You can think of a string as starting with an infinite number of empty strings, just like you can think of a number as starting with an infinite number of leading zeros without any change to the meaning.
1 = ...00001
"foo" = ... + "" + "" + "" + "foo"
Strings also end with an infinite number of empty strings (as do decimal numbers with zeros):
1 = 001.000000...
"foo" = "foo" + "" + "" + "" + ...
Seems like there is a misunderstanding in your code. Your statement s.startsWith("") checks if string starts with an empty string (and not a blank character). It may be a weird implementation choice, anyway, it's as is : all strings will say you they start with an empty string.
Also notice a blank character will be the " " string, as opposed to your empty string "".
"Hello" starts with "" and it also starts with "H" and it also starts with "He" and it also sharts with "Hel" ... do you see?
That "" is not a blank it's an empty string. I guess that the API is asking the question is this a substring of that. And the zero-length empty string is a substring of everything.
The empty String ("") basically "satisfies" every string.
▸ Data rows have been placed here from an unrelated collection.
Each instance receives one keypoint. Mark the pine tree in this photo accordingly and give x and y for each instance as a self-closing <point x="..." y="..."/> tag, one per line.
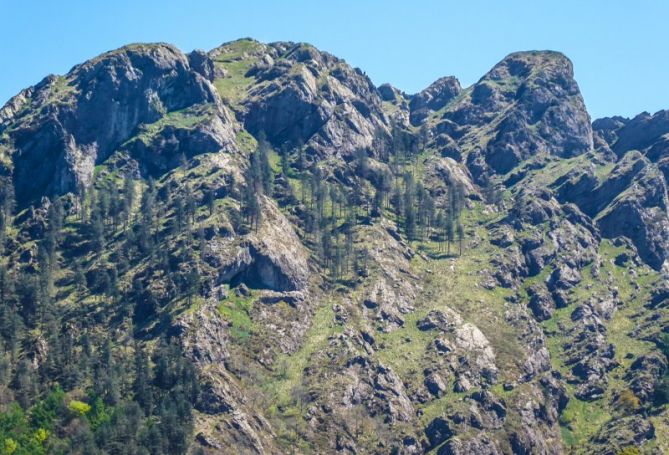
<point x="461" y="235"/>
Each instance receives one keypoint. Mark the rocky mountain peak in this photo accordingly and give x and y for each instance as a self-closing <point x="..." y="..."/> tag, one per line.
<point x="70" y="123"/>
<point x="433" y="98"/>
<point x="256" y="250"/>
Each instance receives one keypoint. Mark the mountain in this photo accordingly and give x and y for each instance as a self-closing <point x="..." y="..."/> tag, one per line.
<point x="257" y="250"/>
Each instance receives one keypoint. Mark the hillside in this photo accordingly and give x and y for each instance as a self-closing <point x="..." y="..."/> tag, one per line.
<point x="256" y="250"/>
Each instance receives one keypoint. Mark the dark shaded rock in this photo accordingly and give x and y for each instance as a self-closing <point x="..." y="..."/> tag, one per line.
<point x="433" y="98"/>
<point x="88" y="113"/>
<point x="435" y="384"/>
<point x="541" y="302"/>
<point x="480" y="444"/>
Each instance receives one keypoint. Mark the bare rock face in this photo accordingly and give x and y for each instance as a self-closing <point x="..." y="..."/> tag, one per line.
<point x="271" y="258"/>
<point x="527" y="105"/>
<point x="305" y="96"/>
<point x="433" y="98"/>
<point x="78" y="120"/>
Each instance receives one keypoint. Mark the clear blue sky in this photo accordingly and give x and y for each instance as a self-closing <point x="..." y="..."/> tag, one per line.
<point x="620" y="49"/>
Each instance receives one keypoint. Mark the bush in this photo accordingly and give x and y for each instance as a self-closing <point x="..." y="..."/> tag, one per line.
<point x="79" y="408"/>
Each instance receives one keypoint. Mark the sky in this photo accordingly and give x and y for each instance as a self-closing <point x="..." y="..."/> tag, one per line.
<point x="619" y="48"/>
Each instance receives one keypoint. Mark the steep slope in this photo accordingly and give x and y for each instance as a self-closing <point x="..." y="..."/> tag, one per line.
<point x="255" y="250"/>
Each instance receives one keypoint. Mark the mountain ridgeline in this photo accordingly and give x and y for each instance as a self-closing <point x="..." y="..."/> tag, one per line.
<point x="256" y="250"/>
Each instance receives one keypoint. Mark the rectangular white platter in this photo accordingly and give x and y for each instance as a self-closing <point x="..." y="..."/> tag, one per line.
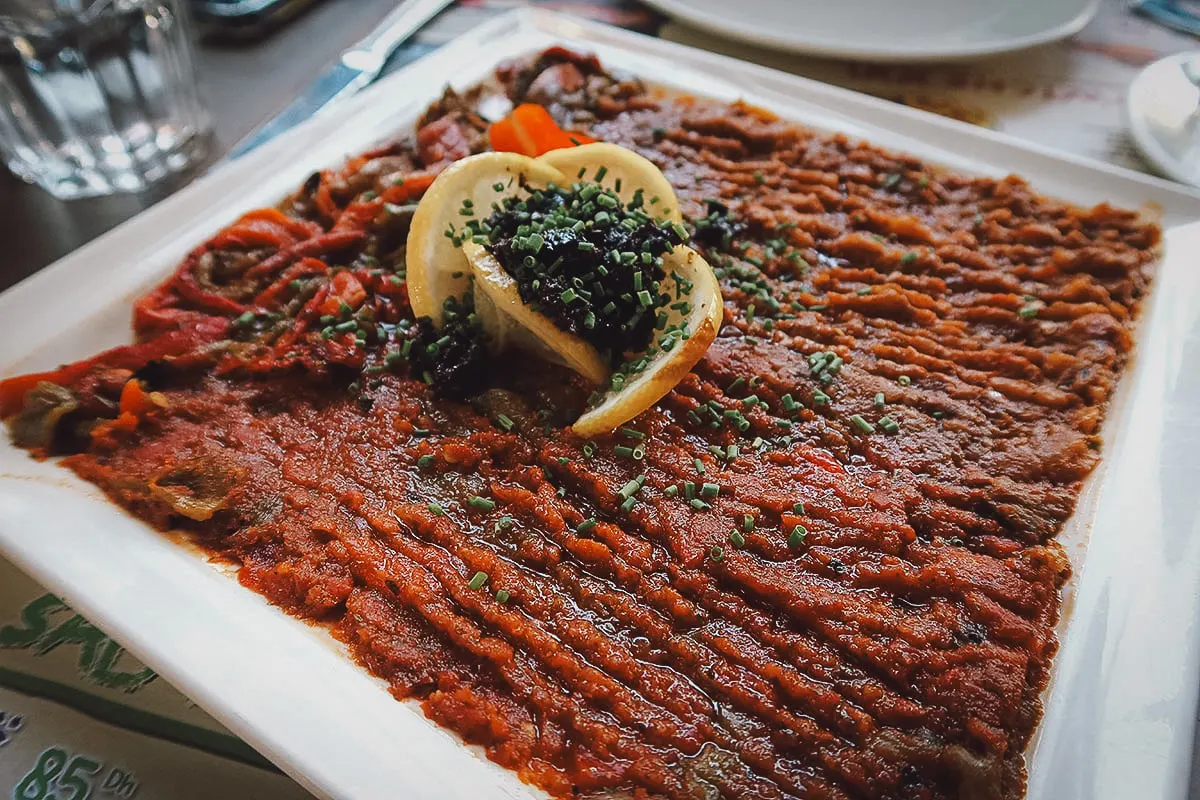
<point x="1121" y="705"/>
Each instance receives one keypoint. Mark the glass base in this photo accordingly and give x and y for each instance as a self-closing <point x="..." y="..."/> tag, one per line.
<point x="119" y="174"/>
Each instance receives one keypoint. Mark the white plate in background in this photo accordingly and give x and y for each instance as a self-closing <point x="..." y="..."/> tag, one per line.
<point x="887" y="30"/>
<point x="1121" y="703"/>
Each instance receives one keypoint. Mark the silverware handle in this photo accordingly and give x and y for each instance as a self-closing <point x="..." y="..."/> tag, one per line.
<point x="397" y="26"/>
In your example, java calls
s.startsWith("");
to
s.startsWith("", 0);
which essentially follows the principle that "an empty element(string) satisfies its constraint (your string sentence).".
From String.java
/**
* Tests if the substring of this string beginning at the
* specified index starts with the specified prefix.
*
* #param prefix the prefix.
* #param toffset where to begin looking in this string.
* #return <code>true</code> if the character sequence represented by the
* argument is a prefix of the substring of this object starting
* at index <code>toffset</code>; <code>false</code> otherwise.
* The result is <code>false</code> if <code>toffset</code> is
* negative or greater than the length of this
* <code>String</code> object; otherwise the result is the same
* as the result of the expression
* <pre>
* this.substring(toffset).startsWith(prefix)
* </pre>
*/
public boolean startsWith(String prefix, int toffset) {
char ta[] = value;
int to = offset + toffset;
char pa[] = prefix.value;
int po = prefix.offset;
int pc = prefix.count;
// Note: toffset might be near -1>>>1.
if ((toffset < 0) || (toffset > count - pc)) {
return false;
}
while (--pc >= 0) {
if (ta[to++] != pa[po++]) {
return false;
}
}
return true;
}
For folks who have taken automata theory, this makes sense because the empty string ε is a substring of any string and also is the concatenation identity element, ie:
for all strings x, ε + x = x, and x + ε = x
So yes, every string "startWith" the empty string. Also note (as many others said it), the empty string is different from a blank or null character.
A blank is (" "), that's different from an empty string (""). A blank space is a character, the empty string is the absence of any character.
An empty string is not a blank character. Assuming your question with empty string, I guess they decided to leave it that way but it does seem odd. They could have checked the length but they didn't.